The flames broke out more quickly than I ever could have imagined they would. Suddenly, I was separated from the others by a wall of orange. I could see them standing on the other side, Paul staring at me in dumb horror, while Jesse and Diego -
Well, Jesse was trying to keep Diego from plunging a knife into his heart.
"Paul," I shrieked. "Help him! Help Jesse!"
But Paul just stood there looking at me for some reason. It was Jesse who finally broke Diego's grip on him. Jesse who twisted the arm that held the knife until Diego, with a cry of pain, let go of it. And Jesse who hauled off and struck Diego with a blow to the face that sent him reeling -
Right over the ledge.
I heard his body hit the barn floor, heard the unmistakable snap of breaking bones . . . breaking neck bones.
The horses heard it as well. They whinnied shrilly and kicked at the doors to their stalls. They could smell the smoke.
So, I realized, could the O'Neils. I heard shouts coming from outside the barn.
"You did it," I cried, gazing at a panting Jesse through the smoke and fire. "You killed him!"
"Suze." Paul was still staring at me. "Suze."
"He did it, Paul!" I couldn't believe it. "He's going to live." To Jesse, I said, joyfully, "You're going to live!"
Jesse didn't look too happy about it, though. He said, "Susannah. Stay where you are."
Then I saw what he meant. The fire had completely cut me off from the rest of the loft. Even from the ledge. I was cornered by flames. And smoke. Smoke that was getting so thick, I could barely see them.
No wonder Paul had been staring at me.
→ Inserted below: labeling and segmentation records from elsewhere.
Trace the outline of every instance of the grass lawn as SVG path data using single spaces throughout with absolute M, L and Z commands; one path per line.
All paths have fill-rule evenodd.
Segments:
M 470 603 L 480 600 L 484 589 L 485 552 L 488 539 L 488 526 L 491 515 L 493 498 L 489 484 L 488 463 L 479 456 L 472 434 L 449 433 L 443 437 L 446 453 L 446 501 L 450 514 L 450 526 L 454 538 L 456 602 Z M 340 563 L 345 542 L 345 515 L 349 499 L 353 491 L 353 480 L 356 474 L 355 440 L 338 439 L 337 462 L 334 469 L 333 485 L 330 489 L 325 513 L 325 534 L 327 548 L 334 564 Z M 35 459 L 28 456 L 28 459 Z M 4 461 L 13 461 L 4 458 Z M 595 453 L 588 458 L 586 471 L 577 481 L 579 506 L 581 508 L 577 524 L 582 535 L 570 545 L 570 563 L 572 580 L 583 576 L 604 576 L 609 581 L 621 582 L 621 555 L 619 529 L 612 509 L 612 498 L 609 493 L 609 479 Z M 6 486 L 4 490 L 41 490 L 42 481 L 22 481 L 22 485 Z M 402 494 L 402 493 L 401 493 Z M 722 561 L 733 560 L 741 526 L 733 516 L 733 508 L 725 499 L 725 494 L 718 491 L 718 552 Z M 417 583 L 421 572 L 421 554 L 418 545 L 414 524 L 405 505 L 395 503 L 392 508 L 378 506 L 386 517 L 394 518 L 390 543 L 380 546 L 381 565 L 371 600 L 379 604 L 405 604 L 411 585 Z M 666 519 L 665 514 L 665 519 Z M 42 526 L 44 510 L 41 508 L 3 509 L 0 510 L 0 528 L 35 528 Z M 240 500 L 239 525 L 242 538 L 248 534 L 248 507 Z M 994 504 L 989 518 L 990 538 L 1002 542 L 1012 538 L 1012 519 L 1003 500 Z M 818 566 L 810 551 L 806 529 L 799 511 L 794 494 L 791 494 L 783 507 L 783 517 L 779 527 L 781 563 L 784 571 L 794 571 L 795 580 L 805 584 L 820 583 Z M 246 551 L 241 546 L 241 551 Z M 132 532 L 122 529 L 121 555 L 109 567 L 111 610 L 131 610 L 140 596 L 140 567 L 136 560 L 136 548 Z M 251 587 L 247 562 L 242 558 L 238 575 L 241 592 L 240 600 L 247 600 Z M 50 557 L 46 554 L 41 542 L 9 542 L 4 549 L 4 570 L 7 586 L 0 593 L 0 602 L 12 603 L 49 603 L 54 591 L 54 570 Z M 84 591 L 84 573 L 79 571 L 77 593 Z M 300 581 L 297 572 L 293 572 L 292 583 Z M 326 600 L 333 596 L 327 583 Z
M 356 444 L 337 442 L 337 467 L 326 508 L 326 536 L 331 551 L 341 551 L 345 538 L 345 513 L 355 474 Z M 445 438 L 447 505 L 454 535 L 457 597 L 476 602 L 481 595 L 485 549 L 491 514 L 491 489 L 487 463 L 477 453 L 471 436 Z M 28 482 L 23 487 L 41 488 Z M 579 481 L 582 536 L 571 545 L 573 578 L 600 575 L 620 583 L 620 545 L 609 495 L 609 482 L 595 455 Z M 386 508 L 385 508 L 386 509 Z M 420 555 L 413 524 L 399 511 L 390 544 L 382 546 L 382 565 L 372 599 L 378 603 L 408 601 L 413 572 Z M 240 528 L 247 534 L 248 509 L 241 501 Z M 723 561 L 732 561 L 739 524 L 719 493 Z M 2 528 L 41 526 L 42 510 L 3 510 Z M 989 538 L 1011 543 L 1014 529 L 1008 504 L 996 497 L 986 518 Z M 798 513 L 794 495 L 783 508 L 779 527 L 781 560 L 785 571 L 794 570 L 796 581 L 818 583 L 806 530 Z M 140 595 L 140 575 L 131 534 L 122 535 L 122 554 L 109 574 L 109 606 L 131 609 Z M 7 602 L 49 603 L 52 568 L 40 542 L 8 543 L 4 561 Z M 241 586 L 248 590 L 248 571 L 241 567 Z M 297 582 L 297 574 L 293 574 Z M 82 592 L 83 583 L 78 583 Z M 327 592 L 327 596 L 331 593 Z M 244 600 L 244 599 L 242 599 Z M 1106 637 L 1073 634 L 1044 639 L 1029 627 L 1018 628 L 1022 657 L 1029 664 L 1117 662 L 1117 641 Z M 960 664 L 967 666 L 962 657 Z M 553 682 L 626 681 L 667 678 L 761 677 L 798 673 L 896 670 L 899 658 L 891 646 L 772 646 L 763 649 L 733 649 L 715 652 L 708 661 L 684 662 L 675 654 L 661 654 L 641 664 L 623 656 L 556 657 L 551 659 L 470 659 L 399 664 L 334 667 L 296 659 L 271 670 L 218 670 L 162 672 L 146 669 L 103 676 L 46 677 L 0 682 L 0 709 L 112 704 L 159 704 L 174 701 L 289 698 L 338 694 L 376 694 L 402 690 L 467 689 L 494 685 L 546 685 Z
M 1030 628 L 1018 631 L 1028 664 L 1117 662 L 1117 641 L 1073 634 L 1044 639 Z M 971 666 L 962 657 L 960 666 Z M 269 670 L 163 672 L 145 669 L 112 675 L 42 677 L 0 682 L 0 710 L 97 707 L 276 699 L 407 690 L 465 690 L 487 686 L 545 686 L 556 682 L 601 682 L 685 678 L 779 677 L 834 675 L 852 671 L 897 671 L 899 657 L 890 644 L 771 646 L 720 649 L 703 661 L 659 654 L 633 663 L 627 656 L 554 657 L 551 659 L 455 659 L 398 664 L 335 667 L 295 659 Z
I was caught in a fire trap.
"Suze," Paul said. But his voice sounded faint. Then he cried, "Jesse, no - "
But it was too late. Because the next thing I knew, a large object hurtled at me through the smoke and flame - hit me, as a matter of fact, and knocked me to the ground. It took me a second to realize the object was Jesse and that he'd wrapped himself in the horse blanket I'd slept under the night before. . . .
A horse blanket that was now smoldering.
"Come on," Jesse said, throwing down the blanket, then grabbing my hand and pulling me back to my feet. "We haven't much time."